Polarluft trifft Hessen – Winterkälte sorgt für Glättegefahr
Frankfurt am Main und ganz Hessen müssen sich auf ein winterlich-kaltes Wochenende einstellen. Eine Polarfront bringt frostige Temperaturen, Schneefall und Glätte auf die Straßen. Autofahrer werden zu besonderer Vorsicht aufgerufen.
Freitag: Mild, aber wolkig
Am Freitag bleibt es zunächst noch mild, mit Höchsttemperaturen zwischen 6 Grad im Norden und 11 Grad im Süden des Bundeslands. Der Deutsche Wetterdienst (DWD) prognostiziert stark bewölkten bis bedeckten Himmel und zeitweise leichten Regen. Ein mäßiger Wind aus Südwest bis West verstärkt das kühle Gefühl.
Nacht zu Samstag: Kälte zieht ein
Ab Freitagabend beginnt ein Kaltluftvorstoß zunächst in Nordhessen. Dort sinken die Temperaturen auf bis zu -2 Grad, während im Süden noch milde 2 bis 4 Grad gemessen werden.

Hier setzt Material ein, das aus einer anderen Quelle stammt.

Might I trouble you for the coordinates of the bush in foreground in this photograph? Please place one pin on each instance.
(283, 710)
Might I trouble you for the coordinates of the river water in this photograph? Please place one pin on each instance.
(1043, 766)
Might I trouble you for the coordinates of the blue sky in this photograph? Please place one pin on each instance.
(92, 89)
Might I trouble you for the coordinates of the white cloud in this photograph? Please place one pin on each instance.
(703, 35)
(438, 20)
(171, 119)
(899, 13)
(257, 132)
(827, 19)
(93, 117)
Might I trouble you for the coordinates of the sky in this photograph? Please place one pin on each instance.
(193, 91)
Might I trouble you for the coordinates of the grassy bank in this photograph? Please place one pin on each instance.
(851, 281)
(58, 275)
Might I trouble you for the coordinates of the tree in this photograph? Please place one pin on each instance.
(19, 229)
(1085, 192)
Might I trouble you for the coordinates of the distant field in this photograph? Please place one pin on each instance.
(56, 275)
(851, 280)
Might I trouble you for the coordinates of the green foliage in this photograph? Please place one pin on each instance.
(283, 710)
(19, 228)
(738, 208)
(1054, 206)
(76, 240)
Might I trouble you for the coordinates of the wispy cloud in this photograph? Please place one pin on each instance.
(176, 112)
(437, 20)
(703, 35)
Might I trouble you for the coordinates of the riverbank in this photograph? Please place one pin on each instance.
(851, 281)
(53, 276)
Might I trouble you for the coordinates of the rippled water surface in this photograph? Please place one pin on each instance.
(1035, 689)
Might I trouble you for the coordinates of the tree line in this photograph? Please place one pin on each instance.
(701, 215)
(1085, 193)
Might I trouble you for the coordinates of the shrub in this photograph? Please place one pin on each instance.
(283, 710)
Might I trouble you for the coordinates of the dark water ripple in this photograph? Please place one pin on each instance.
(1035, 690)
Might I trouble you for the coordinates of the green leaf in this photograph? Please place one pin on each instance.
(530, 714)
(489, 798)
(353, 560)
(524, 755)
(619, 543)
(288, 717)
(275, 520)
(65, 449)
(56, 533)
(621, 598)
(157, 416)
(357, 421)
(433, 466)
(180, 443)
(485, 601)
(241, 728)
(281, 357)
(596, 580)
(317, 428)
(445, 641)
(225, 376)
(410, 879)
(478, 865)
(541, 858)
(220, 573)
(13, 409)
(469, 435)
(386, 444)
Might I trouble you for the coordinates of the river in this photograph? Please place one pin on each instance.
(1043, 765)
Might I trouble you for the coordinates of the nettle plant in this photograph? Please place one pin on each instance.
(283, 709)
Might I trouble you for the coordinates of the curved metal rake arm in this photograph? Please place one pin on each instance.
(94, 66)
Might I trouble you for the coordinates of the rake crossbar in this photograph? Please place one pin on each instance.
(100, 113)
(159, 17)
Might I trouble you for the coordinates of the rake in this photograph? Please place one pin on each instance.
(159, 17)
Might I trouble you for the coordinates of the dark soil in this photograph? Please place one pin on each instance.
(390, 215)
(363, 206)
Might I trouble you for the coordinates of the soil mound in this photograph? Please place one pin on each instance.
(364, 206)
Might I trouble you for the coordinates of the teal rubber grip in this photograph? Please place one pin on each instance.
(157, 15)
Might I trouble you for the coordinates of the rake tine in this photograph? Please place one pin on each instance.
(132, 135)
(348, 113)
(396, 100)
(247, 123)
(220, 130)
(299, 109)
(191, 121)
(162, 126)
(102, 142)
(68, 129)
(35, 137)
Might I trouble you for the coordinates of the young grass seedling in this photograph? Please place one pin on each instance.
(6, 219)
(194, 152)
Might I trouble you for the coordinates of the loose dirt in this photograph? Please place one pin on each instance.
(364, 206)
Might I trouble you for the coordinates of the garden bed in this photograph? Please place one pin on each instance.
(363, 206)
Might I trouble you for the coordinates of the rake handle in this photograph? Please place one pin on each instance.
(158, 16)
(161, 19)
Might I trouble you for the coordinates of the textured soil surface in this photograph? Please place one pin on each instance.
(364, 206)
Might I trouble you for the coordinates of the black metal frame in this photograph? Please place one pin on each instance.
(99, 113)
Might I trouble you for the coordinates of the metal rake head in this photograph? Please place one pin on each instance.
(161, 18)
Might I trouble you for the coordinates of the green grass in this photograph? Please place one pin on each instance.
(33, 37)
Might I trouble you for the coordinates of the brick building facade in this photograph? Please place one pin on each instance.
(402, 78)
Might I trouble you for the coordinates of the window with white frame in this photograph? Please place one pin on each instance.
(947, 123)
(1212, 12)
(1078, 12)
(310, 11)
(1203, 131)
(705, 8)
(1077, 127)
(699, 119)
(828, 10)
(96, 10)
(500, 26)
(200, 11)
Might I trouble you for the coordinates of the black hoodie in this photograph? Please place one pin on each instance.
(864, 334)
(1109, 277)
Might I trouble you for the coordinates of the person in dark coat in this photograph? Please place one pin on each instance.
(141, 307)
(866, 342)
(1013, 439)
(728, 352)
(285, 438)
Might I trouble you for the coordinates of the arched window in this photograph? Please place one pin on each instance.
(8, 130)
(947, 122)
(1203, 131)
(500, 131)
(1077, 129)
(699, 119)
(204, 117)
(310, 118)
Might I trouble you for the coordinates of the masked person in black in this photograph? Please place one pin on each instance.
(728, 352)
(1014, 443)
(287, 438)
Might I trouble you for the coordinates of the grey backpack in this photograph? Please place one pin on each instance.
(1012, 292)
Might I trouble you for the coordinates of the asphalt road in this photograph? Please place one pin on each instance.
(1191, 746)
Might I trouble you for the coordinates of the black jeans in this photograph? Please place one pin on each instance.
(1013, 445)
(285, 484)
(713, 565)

Örtlich sind Schneeflocken, Schneegriesel oder gefrierender Sprühregen möglich, was zu Glatteis führen kann.
Auch im Vogelsberg und Taunus besteht die Chance auf ersten Schneefall, wobei 1 bis 3 Zentimeter Neuschnee nicht ausgeschlossen sind. Der DWD warnt vor rutschigen Straßen besonders in den höher gelegenen Regionen.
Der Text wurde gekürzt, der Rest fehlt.